Anthony Wise
- Date of birth: 12 May 1982 (age 42)
- Place of birth: Suva, Fiji
- Height: 6 ft 2 in (188 cm)
- Weight: 222 lb (101 kg)
- School: Suva Grammar School

Rugby union career
- Position(s): Back-row / Lock

Provincial / State sides
- Years: Team / Apps / (Points)
- 2012: Waikato / 6 / (5)
- 2013–17: King Country / 46 / (55)

International career
- Years: Team / Apps / (Points)
- 2009–10: Fiji / 3 / (0)

= Anthony Wise =

Anthony Wise (born 12 May 1982) is a Fijian former international rugby union player.

Wise attended Suva Grammar School and was in their 2001 Deans Trophy-winning side, alongside future international players Wame Lewaravu, Sakiusa Matadigo and Manoa Vosawai.

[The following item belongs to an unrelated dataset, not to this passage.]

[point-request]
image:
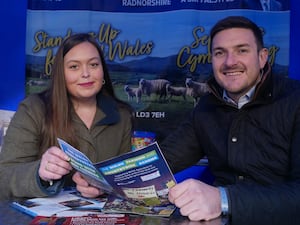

A back-rower and lock, Wise captained the Fiji Warriors and was capped three times for the national team, debuting off the bench against Japan in the 2009 IRB Pacific Nations Cup. He started as a blindside flanker against the Wallabies at Canberra Stadium in 2010 and made another appearance against Japan in that year's Pacific Nations Cup.

Wise played club rugby in New Zealand for Otorohanga and broke into the Waikato provincial side in 2012. He then competed in provincial rugby with King Country from 2013 to 2017.